Phytochrome E controls light-induced germination of Arabidopsis

Abstract

Germination of Arabidopsis seeds is light dependent and under phytochrome control. Previously, phytochromes A and B and at least one additional, unspecified phytochrome were shown to be involved in this process. Here, we used a set of photoreceptor mutants to test whether phytochrome D and/or phytochrome E can control germination of Arabidopsis. The results show that only phytochromes B and E, but not phytochrome D, participate directly in red/far-red light (FR)-reversible germination. Unlike phytochromes B and D, phytochrome E did not inhibit phytochrome A-mediated germination. Surprisingly, phytochrome E was required for germination of Arabidopsis seeds in continuous FR. However, inhibition of hypocotyl elongation by FR, induction of cotyledon unfolding, and induction of agravitropic growth were not affected by loss of phytochrome E. Therefore, phytochrome E is not required per se for phytochrome A-mediated very low fluence responses and the high irradiance response. Immunoblotting revealed that the need of phytochrome E for germination in FR was not caused by altered phytochrome A levels. These results uncover a novel role of phytochrome E in plant development and demonstrate the considerable functional diversification of the closely related phytochromes B, D, and E.

Figure 1

Induction of germination by light pulses. After sowing, seeds were incubated for 24 h at 4°C in darkness, followed by continuous W or hourly pulses of the indicated light quality at 25°C for 3 d. Germination frequencies were determined after further incubation for 3 d in darkness (D).

Figure 2

Induction of germination by light periods of 3 h. After sowing, seeds were incubated for 24 h at 4°C in darkness, followed by a treatment at 25°C with R or FR for 3 h or with R for 3 h, followed by FR for 3 h (R/FR).

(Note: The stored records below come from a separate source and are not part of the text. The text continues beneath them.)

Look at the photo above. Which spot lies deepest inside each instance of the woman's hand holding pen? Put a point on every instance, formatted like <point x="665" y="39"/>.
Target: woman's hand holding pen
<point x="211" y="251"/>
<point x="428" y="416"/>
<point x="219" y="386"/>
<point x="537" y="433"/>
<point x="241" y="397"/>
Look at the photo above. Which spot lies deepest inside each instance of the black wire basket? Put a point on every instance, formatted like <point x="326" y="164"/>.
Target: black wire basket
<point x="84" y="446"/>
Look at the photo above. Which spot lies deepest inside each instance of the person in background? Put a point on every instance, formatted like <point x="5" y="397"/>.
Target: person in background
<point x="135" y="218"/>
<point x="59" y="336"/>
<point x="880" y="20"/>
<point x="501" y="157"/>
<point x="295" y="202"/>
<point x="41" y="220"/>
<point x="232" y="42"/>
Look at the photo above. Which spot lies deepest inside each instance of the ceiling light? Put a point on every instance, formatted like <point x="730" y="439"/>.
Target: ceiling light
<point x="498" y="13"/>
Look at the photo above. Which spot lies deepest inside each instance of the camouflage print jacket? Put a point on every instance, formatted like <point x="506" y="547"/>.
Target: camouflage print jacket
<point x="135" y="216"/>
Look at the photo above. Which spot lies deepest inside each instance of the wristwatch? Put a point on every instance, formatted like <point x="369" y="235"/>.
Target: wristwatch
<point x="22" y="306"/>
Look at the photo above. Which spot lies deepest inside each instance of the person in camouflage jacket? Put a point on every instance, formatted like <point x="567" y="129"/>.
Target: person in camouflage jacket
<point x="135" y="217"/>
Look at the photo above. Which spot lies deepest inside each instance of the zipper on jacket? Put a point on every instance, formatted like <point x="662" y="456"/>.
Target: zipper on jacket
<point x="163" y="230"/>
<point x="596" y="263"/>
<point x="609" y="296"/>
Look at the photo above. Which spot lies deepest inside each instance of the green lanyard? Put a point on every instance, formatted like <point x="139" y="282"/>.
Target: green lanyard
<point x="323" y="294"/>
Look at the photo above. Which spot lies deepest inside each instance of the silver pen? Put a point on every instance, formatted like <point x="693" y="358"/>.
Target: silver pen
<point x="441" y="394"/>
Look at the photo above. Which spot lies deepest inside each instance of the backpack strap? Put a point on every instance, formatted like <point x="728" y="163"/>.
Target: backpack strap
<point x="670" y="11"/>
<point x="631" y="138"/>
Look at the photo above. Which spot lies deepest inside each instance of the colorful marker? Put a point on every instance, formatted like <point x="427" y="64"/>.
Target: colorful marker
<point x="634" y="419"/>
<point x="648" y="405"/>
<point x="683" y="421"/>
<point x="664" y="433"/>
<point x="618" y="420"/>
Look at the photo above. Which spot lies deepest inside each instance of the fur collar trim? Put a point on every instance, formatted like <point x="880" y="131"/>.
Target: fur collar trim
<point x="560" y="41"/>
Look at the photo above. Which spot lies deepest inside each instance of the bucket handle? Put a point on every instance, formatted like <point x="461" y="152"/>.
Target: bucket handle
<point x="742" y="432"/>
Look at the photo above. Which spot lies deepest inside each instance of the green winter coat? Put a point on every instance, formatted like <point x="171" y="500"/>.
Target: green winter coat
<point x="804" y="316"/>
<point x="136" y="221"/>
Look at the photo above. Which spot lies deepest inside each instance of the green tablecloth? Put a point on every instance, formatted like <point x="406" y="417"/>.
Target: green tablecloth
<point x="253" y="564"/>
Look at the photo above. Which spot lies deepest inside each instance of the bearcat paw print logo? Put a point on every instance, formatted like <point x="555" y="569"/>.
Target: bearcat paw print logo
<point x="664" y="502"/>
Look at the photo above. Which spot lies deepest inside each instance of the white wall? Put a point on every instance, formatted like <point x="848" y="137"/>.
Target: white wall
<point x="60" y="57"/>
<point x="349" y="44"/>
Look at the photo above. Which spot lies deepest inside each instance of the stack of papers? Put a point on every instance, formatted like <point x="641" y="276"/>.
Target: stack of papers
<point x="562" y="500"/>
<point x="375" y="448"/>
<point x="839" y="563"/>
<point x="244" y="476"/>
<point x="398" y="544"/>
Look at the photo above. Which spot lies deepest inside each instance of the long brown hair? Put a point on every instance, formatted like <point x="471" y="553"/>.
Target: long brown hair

Germination frequencies were determined after further incubation for 6 d in darkness (D).

Figure 3

Induction of germination by continuous light. After sowing, seeds were incubated for 24 h at 4°C and for 24 h at 25°C in darkness, followed by a treatment with the indicated light quality at 25°C for 3 d. Germination frequencies were determined after further incubation for 3 d in darkness (D).

Figure 4

Contents of phyA in Arabidopsis seeds after storage for 24 h at 4°C and for 24 h at 25°C in darkness. Samples were analyzed by immunoblotting of 25 μg of protein and probing with an antiserum against phyA.

Figure 5

Induction of cotyledon opening by FR. After induction of germination, seeds were exposed either to hourly FR pulses of 5 min (36 μmol m⁻² s⁻¹; light-gray bars) or to continuous FR (3 μmol m⁻² s⁻¹; dark-gray bars). After 5 d, seedlings were photographed and measurements were taken.

Figure 6

Suppression of gravitropic growth by FR. After induction of germination, seeds were kept in darkness (A) or exposed to hourly FR pulses of 5 min (10 μmol m⁻² s⁻¹; B). Growth orientation of at least 60 seedlings was determined after 3 d. Displayed are frequencies of seedlings with angles falling into the indicated ranges (light-gray bars, <−60 or >+60 degrees; dark-gray bars, <−10 or > +10 degrees; black bars, 0 ± 10 degrees).

Figure 7

Inhibition of hypocotyl elongation in FR. A, After induction of germination, seeds were exposed either to hourly FR pulses of 5 min (36 μmol m⁻² s⁻¹; light-gray bars) or to continuous FR (3 μmol m⁻² s⁻¹; dark-gray bars). After 5 d, seedlings were photographed and measurements were taken. B, After induction of germination, seeds were exposed to 0.6 μmol m⁻² s⁻¹ FR. Hypocotyl lengths of at least 25 seedlings were determined after 3 d.